When I refer to “cash”, I am, of course, referring to the price of the home. But keep in mind this amount doesn’t have to be in actual “cash”. You may agree to a purchase price and have the down payment be paid in other goods. I have looked at places where the vendor would take a trade of something he wanted (ie. a boat, skidoo or skiing equipment) in lieu of cash. This works both ways of course. As a buyer, you may offer something in lieu of cash, or as a seller you may accept something in lieu of cash in order to get a quick sale.

When I refer to “
terms”, I am referring to everything else in the contract. You can negotiate possession dates, what chattels stay with the property and even whether the seller will help you finance the sale.

Seller financing” essentially involves the seller holding back part of the purchase price and creating a second mortgage. I once sold a property with a portion of the down payment to be seller- financed. This enabled the buyer an opportunity to purchase the building when they didn’t have the full purchase price. I now receive money every month from this sale. The only drawback is, of course, if the buyer defaults on payments. What happens then is that you can now foreclose and take back the property. If you check out the buyer to make sure they can financially make those payments to you then it can be a good strategy for quickly selling a property (or buying one if you don’t have the full down payment).

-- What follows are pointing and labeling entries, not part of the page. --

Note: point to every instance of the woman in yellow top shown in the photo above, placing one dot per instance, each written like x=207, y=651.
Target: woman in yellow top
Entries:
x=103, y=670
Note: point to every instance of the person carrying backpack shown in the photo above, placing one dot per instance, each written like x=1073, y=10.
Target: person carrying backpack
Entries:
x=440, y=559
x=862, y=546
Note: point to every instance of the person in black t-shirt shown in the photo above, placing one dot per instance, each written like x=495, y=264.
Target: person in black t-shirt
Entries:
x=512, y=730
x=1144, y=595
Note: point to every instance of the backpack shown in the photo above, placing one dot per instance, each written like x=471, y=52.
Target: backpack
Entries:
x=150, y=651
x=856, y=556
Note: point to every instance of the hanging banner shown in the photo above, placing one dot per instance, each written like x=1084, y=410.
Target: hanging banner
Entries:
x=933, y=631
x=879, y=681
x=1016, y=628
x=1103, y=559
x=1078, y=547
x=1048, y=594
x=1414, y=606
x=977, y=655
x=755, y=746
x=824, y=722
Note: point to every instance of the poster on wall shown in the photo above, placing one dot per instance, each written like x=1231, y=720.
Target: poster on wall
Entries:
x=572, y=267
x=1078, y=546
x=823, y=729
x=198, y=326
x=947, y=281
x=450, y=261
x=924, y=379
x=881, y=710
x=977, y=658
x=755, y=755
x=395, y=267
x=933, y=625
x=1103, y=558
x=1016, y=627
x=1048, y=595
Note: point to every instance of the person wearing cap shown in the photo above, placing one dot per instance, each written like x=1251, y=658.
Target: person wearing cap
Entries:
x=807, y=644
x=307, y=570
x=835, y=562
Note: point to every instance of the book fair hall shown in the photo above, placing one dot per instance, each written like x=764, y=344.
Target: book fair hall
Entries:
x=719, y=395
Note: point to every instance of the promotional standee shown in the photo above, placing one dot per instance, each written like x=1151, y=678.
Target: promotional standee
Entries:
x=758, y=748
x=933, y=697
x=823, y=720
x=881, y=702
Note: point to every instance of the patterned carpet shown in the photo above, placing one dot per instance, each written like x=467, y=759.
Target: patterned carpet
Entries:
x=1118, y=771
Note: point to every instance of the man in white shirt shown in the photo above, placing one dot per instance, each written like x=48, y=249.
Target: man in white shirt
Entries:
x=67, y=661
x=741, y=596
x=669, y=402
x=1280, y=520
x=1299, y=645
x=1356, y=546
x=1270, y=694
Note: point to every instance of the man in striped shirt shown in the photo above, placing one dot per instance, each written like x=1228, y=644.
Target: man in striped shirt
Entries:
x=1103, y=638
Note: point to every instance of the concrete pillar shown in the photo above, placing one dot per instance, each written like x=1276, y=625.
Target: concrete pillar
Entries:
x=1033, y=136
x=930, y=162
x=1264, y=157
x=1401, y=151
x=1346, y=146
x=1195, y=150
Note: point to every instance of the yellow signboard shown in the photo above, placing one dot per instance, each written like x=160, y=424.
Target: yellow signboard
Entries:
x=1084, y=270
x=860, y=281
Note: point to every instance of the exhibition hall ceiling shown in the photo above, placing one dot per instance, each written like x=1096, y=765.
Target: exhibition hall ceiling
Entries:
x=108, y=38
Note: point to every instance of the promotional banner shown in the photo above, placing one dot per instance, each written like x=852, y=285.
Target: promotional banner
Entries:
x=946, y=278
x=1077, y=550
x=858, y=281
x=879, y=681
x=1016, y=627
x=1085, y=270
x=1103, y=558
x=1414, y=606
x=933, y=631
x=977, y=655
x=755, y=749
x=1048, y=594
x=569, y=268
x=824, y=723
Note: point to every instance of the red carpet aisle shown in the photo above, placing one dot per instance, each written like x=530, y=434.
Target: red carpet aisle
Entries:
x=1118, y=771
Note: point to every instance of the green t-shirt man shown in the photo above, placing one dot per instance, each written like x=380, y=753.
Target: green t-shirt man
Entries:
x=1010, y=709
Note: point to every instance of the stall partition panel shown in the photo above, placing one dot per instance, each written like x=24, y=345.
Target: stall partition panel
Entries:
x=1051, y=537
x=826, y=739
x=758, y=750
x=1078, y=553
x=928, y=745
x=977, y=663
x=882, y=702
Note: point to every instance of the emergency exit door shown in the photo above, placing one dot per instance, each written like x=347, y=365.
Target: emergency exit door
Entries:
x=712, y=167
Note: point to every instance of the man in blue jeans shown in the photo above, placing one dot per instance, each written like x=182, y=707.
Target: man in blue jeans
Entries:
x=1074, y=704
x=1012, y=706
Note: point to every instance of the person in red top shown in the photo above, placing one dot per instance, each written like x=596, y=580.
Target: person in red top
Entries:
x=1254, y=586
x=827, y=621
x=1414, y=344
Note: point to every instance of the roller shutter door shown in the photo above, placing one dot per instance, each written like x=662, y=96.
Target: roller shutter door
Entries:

So how do you know if someone is open to negotiation or not? That depends on the reasons why someone wants to sell their home or buy a home. If you can get some information regarding their motivation then you will have a better idea whether or not they will be open to negotiate on either the price or the terms, or if you are lucky…both! You also need to consider the market where you are buying or selling. People are more flexible when the market is slower, but you never know unless you ask.

One strategy to use when you are buying a home is to make
multiple offers that you can live with to the seller. Create each offer differently such as one offering a higher price, but good terms for you; one with a lower price with fewer terms; and one with a very low price with no terms. Let the seller pick one and you'll both be happy.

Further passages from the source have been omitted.